Non a caso sono seguite le dimissioni di esponenti «riformisti» come Nicola Rossi, gli abbandoni di Pino Calderola e di Franco De Benedetti, cioè di coloro che avevano dato il loro assenso alle riforme in senso specifico, cioè al cambiamento del sistema fiscale e dello Stato sociale. Nessun Paese europeo ha risposto alla globalizzazione e alla competitività che essa poneva tra i vari Paesi aumentando le tasse ai livelli medio, medio alti e alti: e nessuno ha evitato la riforma delle pensioni.
In Europa chi si oppone a queste misure è fuori dalla sinistra di governo. Michele Salvati ha definito la posizione di Rifondazione Comunista come «tradizionalista»: ed è l'aggettivo esatto, non a caso essa è, quasi ovunque in Europa, ma soprattutto in Italia, una scelta sindacale, che tutela cioè i lavoratori iscritti al sindacato. E proprio il sindacato organizzato nei tempi della piena occupazione è la vera forza di conservazione di un sistema superato.
Bertinotti ha scelto di cambiare linea nel passaggio da partito di opposizione a partito di governo, ha scelto di essere una cosa ben diversa dal «movimento dei movimenti», che aveva cercato di essere nei primi anni duemila un partito organo di un movimento internazionale.

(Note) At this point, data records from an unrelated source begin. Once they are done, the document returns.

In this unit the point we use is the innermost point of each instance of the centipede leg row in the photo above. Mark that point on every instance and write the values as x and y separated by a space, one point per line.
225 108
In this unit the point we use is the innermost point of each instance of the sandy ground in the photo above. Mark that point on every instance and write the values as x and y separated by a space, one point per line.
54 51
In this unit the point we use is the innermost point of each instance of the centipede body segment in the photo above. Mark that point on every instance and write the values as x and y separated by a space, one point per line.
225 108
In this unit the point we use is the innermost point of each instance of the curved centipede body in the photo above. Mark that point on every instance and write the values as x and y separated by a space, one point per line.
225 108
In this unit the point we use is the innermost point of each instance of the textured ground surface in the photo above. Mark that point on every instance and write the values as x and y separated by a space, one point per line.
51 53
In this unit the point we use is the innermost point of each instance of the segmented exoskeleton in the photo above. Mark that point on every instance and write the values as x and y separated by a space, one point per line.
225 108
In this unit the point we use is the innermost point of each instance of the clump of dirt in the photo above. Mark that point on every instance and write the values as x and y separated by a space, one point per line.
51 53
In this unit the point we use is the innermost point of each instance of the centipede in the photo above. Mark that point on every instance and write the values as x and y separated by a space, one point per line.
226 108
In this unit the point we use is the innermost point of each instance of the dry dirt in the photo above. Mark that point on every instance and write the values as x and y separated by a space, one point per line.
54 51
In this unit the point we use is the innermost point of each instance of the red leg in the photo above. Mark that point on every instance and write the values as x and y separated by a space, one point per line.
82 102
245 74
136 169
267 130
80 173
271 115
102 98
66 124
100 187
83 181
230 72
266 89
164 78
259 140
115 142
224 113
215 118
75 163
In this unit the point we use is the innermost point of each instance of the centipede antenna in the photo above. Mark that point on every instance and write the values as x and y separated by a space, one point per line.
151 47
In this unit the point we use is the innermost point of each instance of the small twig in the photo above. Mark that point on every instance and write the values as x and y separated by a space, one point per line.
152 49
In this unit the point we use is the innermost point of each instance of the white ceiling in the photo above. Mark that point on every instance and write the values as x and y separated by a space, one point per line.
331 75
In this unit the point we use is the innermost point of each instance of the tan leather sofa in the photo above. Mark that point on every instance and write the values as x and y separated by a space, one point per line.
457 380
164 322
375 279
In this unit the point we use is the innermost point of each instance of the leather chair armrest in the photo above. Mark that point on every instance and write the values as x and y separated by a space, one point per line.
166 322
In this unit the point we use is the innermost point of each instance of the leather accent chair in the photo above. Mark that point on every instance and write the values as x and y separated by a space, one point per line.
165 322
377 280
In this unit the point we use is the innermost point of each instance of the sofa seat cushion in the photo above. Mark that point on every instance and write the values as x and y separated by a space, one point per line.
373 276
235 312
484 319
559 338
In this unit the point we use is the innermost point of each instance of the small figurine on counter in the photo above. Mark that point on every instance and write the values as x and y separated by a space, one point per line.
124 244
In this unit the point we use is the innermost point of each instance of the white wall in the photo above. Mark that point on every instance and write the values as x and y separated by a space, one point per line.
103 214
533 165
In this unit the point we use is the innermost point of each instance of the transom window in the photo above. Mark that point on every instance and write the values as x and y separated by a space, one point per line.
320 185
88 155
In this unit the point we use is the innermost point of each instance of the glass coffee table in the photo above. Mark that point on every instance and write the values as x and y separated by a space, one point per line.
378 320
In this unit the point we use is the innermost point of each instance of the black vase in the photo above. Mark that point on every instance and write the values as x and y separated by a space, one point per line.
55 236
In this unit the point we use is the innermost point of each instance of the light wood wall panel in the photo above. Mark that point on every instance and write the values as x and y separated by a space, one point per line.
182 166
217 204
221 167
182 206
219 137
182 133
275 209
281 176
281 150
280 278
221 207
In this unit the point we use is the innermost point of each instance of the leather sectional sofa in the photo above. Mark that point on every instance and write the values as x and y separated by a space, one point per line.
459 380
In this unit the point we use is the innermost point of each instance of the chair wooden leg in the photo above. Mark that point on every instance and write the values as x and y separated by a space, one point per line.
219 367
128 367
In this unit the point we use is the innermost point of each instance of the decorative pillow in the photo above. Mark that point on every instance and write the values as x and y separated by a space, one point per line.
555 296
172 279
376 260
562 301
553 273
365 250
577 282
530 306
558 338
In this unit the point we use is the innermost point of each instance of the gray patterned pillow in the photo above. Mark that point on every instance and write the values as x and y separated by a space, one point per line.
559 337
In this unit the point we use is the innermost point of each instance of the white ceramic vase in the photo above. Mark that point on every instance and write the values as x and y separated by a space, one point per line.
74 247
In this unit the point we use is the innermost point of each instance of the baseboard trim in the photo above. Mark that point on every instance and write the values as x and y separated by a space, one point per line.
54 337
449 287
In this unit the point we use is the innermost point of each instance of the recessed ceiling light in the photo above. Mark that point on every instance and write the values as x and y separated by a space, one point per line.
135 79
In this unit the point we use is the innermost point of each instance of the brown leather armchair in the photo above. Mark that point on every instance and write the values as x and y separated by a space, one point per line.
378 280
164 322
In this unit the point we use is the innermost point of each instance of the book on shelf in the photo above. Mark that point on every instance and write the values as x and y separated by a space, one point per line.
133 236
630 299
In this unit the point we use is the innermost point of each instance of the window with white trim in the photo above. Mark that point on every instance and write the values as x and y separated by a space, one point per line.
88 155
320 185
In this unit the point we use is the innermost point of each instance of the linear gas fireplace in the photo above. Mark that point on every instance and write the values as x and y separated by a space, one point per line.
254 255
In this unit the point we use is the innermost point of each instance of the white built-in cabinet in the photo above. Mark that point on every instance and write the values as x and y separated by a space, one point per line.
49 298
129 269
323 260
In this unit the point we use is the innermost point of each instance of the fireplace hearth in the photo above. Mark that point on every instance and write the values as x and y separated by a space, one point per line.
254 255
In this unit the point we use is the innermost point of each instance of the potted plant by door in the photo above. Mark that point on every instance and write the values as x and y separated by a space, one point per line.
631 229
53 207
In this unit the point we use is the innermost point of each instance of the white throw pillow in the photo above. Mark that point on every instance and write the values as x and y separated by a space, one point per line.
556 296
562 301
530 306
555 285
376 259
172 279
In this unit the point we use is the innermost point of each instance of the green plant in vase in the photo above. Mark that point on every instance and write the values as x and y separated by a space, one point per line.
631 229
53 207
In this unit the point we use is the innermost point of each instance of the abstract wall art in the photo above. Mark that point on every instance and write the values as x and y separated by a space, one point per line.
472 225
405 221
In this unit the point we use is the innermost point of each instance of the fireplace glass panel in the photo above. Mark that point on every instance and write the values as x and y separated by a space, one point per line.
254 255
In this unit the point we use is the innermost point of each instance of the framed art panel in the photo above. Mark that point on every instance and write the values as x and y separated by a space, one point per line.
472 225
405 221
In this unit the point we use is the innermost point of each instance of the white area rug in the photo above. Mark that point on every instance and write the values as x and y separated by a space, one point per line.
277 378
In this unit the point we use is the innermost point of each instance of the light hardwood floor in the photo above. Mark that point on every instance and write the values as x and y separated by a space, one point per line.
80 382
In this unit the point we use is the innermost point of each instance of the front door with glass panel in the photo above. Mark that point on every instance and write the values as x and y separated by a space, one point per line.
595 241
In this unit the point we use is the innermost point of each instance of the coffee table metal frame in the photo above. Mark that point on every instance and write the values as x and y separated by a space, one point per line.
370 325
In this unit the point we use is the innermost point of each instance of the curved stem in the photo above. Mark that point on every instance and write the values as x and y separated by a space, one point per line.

Scegliendo di andare al governo, ha mantenuto una linea di pressione in sostegno di tutti gli interessi sociali che attendono un riconoscimento pubblico, ma soprattutto dei sindacati e degli interessi da essi rappresentati. Inoltre ha scelto una linea internazionale che rappresenta l'opposizione all'America, oggi emergente nel mondo e che ha conquistato l'America latina.
Rifondazione riprende i temi tradizionali della sinistra europea e italiana: l'intervento pubblico, il sostegno ai sindacati, l'assistenza sociale. Ha cioè creato una sinistra che corrisponde del tutto a quella che è stata la linea della sinistra in Italia dalle origini della Repubblica. Si è collocato all'interno del sistema sociale esprimendo la continuità con la tradizione; e per questo ha elaborato l'unico linguaggio che comprenda la sinistra in quanto sinistra e sia quindi capace di dare a questo sentimento una identità politica. È al riguardo interessante la posizione di D'Alema. Oggi sostiene che la differenza tra la sinistra radicale e la sinistra riformista falsa la realtà. In un congresso del Ds, D'Alema aveva detto che il sindacato era la forza più conservatrice esistente in Italia suscitando l'ira di Cofferati. Oggi la sua politica estera è fatta in modo da ottenere, in ogni suo aspetto, compreso quello militare, le posizioni di Rifondazione. Ne viene il fatto che Rifondazione sposa tutte le posizioni che furono del Pci, omettendo soltanto la fedeltà sovietica. È quindi divenuta una forza di riferimento della cultura politica dei Ds. È difficile che il tema delle liberalizzazioni susciti interessi a sinistra.
Ma è del resto la Margherita interessata alle liberalizzazioni, che non appartengono a una cultura democristiana, mentre i postdemocristiani sono la forza di gran lunga maggiore nel partito? E si tratta soprattutto di democristiani meridionali che hanno giocato sull'intervento pubblico tutta la loro storia. Non è un caso che l'unica decisione di governo partorita a Caserta sia stato l'annuncio di una cifra di interventi nel Mezzogiorno.
A Caserta non è avvenuta la vittoria di Rifondazione ma la presa di coscienza di tutta la maggioranza che essa può giocare il suo consenso solo ripercorrendo l'immagine del vecchio Stato sociale e del vecchio intervento pubblico pur nella misura che le è attualmente consentita.

Nella Reggia la coalizione si è confermata non come la vittoria di Bertinotti ma come il passaggio di tutta la maggioranza alla convinzione primaria di dover definirsi a sinistra in modo tradizionale. Cioè ha rifiutato la sfida della globalizzazione in nome del concetto dello «Stato sociale in un solo Paese».